Everton is a teacher at ETC International College. He took the CertTESOL at Athena Teacher Training in November 2014. This year he has joined the Athena Teacher Training team, as the Unknown Foreign Language teacher, teaching firstly his native Brazilian Portuguese, and more recently Swahili
1. What did you do before you took your course at Athena?

I have been in TEFL for a while now. I started in 2000 at a small language school in my city (Santos, Brazil), but I could only speak the language and had no teaching experience, so it was a real challenge. My first serious training came in 2006 (when I started teaching at Berlitz). Now, only a few schools in Brazil require a certificate for you to teach and most of them provide training, but having a certificate makes a difference if you want to apply to schools with better career prospects and pay. Finally, before taking my course at Athena, I had just finished my Master’s in Linguistics at the University of São Paulo.

2. What was your experience on the course?

I fully enjoyed taking the course, from the foreign language sessions to teaching practice. It was definitely useful having constant and considerate feedback from the instructors and peers. As I hadn’t been through intensive training before, I could consider new aspects of teaching language, my role as a teacher and think about the student first (and not about a methodology, which had been the main focus of my previous training).

 


“Teaching a language is something that will teach you about your language and open your mind to other people’s culture and experience. It is an incredible experience.”


 

3. Where are you working now?

I am currently working at ETC, which is a busy school in Bournemouth, mainly in Summer. I’ve been teaching general English, but also preparing students for IELTS.

4. How did your Athena course help you to get there?

As I said, while many schools do not require a TEFL certificate in Brazil, that is not the case in the UK. So, not only did the course help me to find a job, but it also helped me to deal with multicultural groups of students and, most of all, build my confidence, being a proficient, but non-native speaker.

5. What do you like most about your job? 

I deeply enjoy the cultural experience that teaching another language is. The teacher learns a lot from the students (their language, culture, work experience). Each language is going to present its difficulties when learning, and this is an exciting challenge as well (much like breaking a code).

6. Describe a typical working day. 

Normally, I prepare my lessons the night before, so, when I arrive at school, I can check if I need extra material for the lessons.

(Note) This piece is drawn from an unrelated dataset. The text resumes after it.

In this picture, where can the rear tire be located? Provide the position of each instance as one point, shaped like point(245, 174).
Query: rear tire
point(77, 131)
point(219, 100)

I will normally teach lessons in the morning, have a lunch break and then teach until 3 in the afternoon (we normally focus on speaking and listening in afternoon lessons).

7. What did you like about living in Brazil? What would you recommend?

I grew up in Brazil and it is a country I absolutely love. The food, the varied natural landscapes and the people are just incredible. I used to live in Sao Paulo, which is one of the biggest cities in the world and one that thrives with different cultures (Italian, Arabic, Japanese, Chinese, Portuguese) and a lively night life. If you are teaching in Brazil, make the most of your experience and enjoy their hospitality. As a teacher, you will have students ranging from teenagers (who need English for school and their future careers) to business people (who normally take English lessons after work).

8. Any advice to other people hoping to work in Brazil or the UK?

Brazil is a big country and with many people interested in learning English. If you want to work there, make sure the school you apply to respects its students and takes TEFL seriously. Having a certificate will increase your opportunity of working in a good institution with a better pay. Now, for you to work in the UK, you will definitely need a certificate! And, of course, you will enjoy meeting students from completely different cultural backgrounds.

9. Any future plans/ambitions/dreams?

I really enjoy teaching. So, I do not want to leave the classroom. I would love to continue studying Linguistics as well (maybe a PhD).

10. Anything else you’d like to share with people visiting this site?

Teaching a language is something that will teach you about your language and open your mind to other people’s culture and experience. It is an incredible experience.

11. Apart from teaching English, what other things do you like doing?

I love learning languages (about them, how to speak them, as many as I can, whenever I can). Welsh and Swahili being the challenge lately. I also like taking photos, watching films and walking my grumpy 11-year-old dachshund.